La famille « attend la justice et la vérité, dont elle est privée depuis plus de trente ans »

Sophie Le Tan a disparu en septembre 2018 alors que l’étudiante de 20 ans devait aller visiter un appartement à Schiltigheim, au nord de Strasbourg. Son squelette incomplet a été découvert dans une forêt en octobre. L’unique suspect, Jean-Marc Reiser, 59 ans, qui avait posté l’annonce immobilière, a été arrêté quelques jours après sa disparition et mis en examen pour assassinat, des traces de sang de l’étudiante ayant été retrouvées chez lui et sur une scie.

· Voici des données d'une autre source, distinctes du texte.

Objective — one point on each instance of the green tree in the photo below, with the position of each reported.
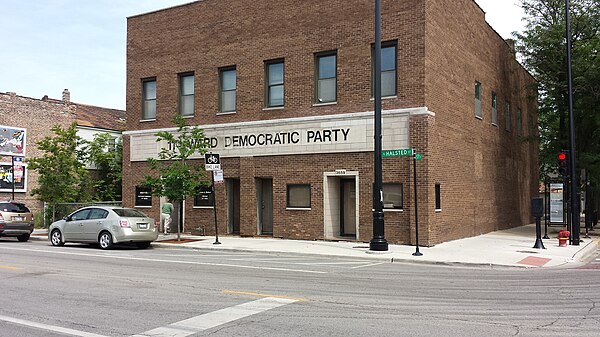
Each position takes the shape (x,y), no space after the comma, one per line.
(62,176)
(543,49)
(175,177)
(105,153)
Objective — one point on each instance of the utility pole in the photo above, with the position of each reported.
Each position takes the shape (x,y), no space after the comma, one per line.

« La procédure "Sophie Le Tan" présente de très étranges similitudes avec la procédure Hohmann », ainsi qu’avec des viols pour lesquels Jean-Marc Reiser avait ensuite été condamné en 2003, a considéré Me Moser. « Je voudrais qu’on examine très sérieusement les trois procédures pour voir l’existence de similitudes troublantes », a poursuivi l’avocat, faisant aussi valoir les « progrès de la science » depuis 1987.

« C’est encore un moyen de réactiver le dossier et de provoquer des investigations nouvelles », a-t-il ajouté, espérant connaître d’ici à « quelques semaines » la suite que donnera le parquet de Strasbourg à ses demandes. La famille de Françoise Hohmann, que Me Moser a rencontrée mardi, « attend la justice et la vérité, dont elle est privée depuis plus de trente ans », a affirmé l’avocat.